Riporto una dichiarazione del ministro De Castro: «...È ora di cancellare una volta per tutte quelle voci e vocine che ogni tanto sento circolare e che danno solo fastidio. Quindi Guido Melzi è Commissario dell'Unire e lo sarà finché al Governo ci sarà Romano Prodi e io sarò il Ministro dell’Agricoltura. Dico di più, se il Tar dovesse intervenire lo nominerei nuovamente quattro minuti dopo...», semplicemente allucinante. E’ evidente che l’essere ridiventato ministro, dopo un’astinenza di qualche anno, ha nociuto al personaggio che ora usa un’arroganza che non gli conoscevamo. Non è ammissibile esprimersi in questi termini contro un legittimo potere dello Stato e da parte di un ministro.
A mio avviso il piano di risanamento dei bilanci dell’Unire deve passare obbligatoriamente attraverso innanzitutto il taglio delle spese - lievitate negli ultimi anni in modo abominevole - di un ente che assomiglia sempre di più ad un elefante in equilibrio - sempre più precario - sul filo. E questi tagli dovrebbe farli il commissario Melzi.

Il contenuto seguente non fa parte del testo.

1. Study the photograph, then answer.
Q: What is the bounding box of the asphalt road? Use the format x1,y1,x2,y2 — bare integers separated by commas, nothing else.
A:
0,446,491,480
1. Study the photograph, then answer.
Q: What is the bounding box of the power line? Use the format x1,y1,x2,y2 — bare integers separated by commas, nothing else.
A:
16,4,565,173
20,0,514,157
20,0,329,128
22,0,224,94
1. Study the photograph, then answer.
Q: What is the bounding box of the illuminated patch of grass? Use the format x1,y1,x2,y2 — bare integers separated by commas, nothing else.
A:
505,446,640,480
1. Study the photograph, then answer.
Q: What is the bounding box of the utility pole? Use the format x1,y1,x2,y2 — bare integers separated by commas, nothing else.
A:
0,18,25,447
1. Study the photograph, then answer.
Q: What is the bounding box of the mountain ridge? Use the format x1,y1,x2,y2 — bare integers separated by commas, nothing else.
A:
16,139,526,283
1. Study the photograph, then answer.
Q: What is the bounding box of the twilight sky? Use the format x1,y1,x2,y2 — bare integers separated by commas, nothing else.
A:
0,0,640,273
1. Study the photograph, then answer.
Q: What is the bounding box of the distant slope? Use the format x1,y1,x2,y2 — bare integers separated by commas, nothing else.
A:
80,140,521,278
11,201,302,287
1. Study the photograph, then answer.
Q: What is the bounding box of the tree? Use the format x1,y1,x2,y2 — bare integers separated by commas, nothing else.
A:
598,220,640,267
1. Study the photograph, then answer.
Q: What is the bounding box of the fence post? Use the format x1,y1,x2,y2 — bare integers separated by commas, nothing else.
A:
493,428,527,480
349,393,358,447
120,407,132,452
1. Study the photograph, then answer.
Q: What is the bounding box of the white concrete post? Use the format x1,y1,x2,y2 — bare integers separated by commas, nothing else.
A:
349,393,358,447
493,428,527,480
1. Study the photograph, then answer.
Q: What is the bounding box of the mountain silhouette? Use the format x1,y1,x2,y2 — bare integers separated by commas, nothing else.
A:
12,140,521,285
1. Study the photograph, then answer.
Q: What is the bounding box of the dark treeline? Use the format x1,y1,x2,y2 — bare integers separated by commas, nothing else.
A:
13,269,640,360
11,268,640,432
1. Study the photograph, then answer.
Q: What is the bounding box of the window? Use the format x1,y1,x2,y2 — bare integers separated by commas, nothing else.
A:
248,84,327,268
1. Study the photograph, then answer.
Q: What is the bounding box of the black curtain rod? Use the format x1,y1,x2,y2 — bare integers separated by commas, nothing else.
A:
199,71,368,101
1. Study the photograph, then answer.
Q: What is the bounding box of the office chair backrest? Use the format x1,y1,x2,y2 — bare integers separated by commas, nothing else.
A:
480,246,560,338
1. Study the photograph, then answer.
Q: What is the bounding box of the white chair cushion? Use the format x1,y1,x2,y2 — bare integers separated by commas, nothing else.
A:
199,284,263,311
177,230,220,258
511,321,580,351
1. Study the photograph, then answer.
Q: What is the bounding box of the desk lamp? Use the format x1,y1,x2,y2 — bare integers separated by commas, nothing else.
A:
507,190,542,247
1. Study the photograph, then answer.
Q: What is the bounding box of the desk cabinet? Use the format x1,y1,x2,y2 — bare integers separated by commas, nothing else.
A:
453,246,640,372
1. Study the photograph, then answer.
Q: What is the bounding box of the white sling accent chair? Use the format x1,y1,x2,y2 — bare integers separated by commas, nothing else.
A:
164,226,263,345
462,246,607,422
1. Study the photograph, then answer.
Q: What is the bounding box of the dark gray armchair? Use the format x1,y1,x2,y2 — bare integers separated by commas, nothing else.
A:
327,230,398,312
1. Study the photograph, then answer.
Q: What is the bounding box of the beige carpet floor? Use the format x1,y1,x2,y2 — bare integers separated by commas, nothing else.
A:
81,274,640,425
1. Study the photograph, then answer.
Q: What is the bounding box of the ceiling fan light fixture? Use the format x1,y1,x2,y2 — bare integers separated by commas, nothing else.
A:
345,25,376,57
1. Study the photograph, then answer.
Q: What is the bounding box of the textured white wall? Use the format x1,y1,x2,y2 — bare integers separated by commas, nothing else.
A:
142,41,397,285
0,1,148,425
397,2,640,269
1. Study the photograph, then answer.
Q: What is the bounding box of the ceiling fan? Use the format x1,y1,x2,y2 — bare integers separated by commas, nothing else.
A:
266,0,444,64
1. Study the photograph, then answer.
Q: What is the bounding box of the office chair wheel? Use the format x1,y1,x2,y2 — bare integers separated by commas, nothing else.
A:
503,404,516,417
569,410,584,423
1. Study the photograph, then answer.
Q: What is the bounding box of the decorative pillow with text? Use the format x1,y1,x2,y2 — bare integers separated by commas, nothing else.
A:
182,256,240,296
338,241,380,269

Quest’ultimo poi dovrebbe concentrare sforzi e risorse per far approdare finalmente Tris, Quartè e Quintè su un canale televisivo in chiaro: soltanto così l’ippica può recuperare quell’appeal che non ha più: non dimentichiamo che allo stato attuale il ricambio generazionale degli scommettitori è pressoché nullo. Controproducente e dannoso - oltre che profondamente ingiusto - è far pagare un conto salato alle categorie produttive. Non si può fermare il treno in corsa e decurtare provvidenze e premi alla qualifica: chi ha acquistato puledri alle aste, ad esempio, avrebbe tutte le ragioni di sentirsi truffato e potrebbe, a ragione, adire le vie legali. In sostanza il ministro De Castro, per evitare che il mercato del cavallo da corsa si riduca definitivamente ai minimi termini, dovrebbe mettere mano ai cordoni della borsa: con pochi milioni di euro l’ippica ripartirà.

E non mi si venga a parlare di assistenzialismo: io lo chiamo sano buon senso.